Leaving aside both vain sentimentality, my bond with the park is well known, and in-depth evaluations of the choices made, what I personally can see – looking out over the main entrance of the Coronini park – is a vast garden in which the voids prevail over the solids, the light is the master, the wings of the trees that flanked the main avenue and were behind the beautiful architecture of the pergolas with the niches of the eighteenth-century statues by Marinali, They have magically disappeared, only a few peeled conifers and a beautiful plane tree remain. Instead, the replanted meadows emerge and prevail, the numerous agaves and yuccas reintroduced years ago and in a phase of good growth both on the access staircase and on the belvedere where my beloved is taking hold again Ficus repens. In the part towards the hill the cleaning has been relentless, the silhouettes of the large karst rocks of which the park is dotted emerge strongly to mark the other supporting structure of the garden, while I climb the path towards the temple I meet the pleasant, albeit a little thinned, shade of the holm oak forest. Here I stop in the precise description because my reasoning wants to lead elsewhere. In the absence, unfortunately real, of a plant mass that imparts a pleasant vision, soft and continuous, in which, for example, the hedge-cut laurels give the main avenue a rather geometric and almost shaggy appearance with all due respect to philological restoration, in this temporary absence the backbone of the garden emerges with emphasis: the shapes of the ground, The rocks, the architectural constructions, what from the end of the 19th century to the beginning of the 20th century had been built gradually is now an extremely evident whole. The statues emerge on the whole, bright and comforting, numerous and of beautiful workmanship as you do not see similar ones either in Gorizia or in the surrounding area, freed from the dusty shadow of time.

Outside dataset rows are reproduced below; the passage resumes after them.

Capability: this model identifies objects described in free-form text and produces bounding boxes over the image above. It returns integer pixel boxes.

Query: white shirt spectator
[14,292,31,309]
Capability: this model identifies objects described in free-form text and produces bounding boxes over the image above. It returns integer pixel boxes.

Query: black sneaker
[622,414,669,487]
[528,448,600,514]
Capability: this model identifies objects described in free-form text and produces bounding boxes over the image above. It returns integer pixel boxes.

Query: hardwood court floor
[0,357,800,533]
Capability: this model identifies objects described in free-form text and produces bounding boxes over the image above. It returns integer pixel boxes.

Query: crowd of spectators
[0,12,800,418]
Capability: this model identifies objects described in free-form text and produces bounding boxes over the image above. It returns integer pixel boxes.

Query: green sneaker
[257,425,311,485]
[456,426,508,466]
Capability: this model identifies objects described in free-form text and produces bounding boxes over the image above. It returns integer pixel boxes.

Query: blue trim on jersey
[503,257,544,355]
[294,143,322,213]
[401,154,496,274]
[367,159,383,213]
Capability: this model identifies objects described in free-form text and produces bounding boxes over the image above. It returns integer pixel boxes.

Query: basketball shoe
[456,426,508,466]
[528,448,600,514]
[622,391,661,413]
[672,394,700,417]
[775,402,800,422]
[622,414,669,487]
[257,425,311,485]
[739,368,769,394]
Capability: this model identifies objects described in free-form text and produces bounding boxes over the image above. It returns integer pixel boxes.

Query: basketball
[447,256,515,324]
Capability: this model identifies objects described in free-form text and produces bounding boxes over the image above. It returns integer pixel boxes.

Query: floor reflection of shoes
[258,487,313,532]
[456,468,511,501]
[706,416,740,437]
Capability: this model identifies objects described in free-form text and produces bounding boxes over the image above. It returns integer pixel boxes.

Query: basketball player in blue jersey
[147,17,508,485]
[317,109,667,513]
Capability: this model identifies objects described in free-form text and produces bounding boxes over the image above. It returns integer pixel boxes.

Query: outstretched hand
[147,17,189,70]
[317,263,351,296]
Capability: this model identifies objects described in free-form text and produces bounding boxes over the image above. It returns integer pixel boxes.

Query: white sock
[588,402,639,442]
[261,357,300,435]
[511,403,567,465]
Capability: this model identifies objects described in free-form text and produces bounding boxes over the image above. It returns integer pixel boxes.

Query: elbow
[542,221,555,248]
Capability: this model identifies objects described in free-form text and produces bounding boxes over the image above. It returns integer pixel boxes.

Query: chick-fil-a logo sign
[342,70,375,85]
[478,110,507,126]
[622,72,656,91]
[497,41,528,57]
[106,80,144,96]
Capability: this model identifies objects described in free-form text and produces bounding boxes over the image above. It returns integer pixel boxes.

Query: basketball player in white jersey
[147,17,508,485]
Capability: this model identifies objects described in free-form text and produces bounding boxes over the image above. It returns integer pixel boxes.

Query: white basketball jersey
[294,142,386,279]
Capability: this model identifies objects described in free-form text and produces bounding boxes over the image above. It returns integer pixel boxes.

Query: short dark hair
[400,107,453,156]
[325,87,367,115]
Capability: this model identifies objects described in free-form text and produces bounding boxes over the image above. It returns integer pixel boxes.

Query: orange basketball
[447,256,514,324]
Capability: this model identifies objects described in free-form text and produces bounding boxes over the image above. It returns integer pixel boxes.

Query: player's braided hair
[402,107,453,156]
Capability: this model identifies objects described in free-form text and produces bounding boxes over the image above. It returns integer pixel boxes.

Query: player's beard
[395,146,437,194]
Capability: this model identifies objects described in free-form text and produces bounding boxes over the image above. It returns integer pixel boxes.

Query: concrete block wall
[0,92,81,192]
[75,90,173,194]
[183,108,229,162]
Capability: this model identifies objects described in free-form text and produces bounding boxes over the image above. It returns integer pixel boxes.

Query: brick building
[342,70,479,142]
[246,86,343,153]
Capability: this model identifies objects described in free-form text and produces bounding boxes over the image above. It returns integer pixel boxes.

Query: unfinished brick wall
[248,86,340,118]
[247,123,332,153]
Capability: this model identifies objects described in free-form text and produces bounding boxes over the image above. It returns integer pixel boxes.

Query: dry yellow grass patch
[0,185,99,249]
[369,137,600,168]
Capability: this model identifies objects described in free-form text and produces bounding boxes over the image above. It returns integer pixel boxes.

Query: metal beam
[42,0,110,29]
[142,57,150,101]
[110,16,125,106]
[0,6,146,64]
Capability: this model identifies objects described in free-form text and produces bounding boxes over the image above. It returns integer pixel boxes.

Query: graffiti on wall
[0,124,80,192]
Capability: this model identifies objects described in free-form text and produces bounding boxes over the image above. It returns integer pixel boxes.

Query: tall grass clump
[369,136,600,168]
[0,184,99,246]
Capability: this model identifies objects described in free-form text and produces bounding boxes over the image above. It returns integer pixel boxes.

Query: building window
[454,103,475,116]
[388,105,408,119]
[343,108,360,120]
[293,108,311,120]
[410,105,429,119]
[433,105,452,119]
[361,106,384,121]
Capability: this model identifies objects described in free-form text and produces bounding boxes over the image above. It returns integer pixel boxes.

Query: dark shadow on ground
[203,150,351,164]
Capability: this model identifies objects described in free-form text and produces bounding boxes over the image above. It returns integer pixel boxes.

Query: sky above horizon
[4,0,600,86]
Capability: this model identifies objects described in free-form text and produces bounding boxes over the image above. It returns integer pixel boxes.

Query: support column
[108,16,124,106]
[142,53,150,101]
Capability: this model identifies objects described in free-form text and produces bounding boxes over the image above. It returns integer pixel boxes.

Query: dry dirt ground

The statues tell the very particular story of secular, philosophical and in this case also tourist fashion that in previous centuries dominated the construction of gardens, no cross, no madonna, only dense and sinuous figures to represent the eternal Greek myths, River, Venus, Apollo, Narcissus… the indissoluble bond between Man and Nature. When taking the guest to visit his own garden was a bit like leading him to know the intimate feeling of his owner or his owner. Here, his name was Alfredo, she was Carolina.
La lingua originale di questo articolo è l'Italiano.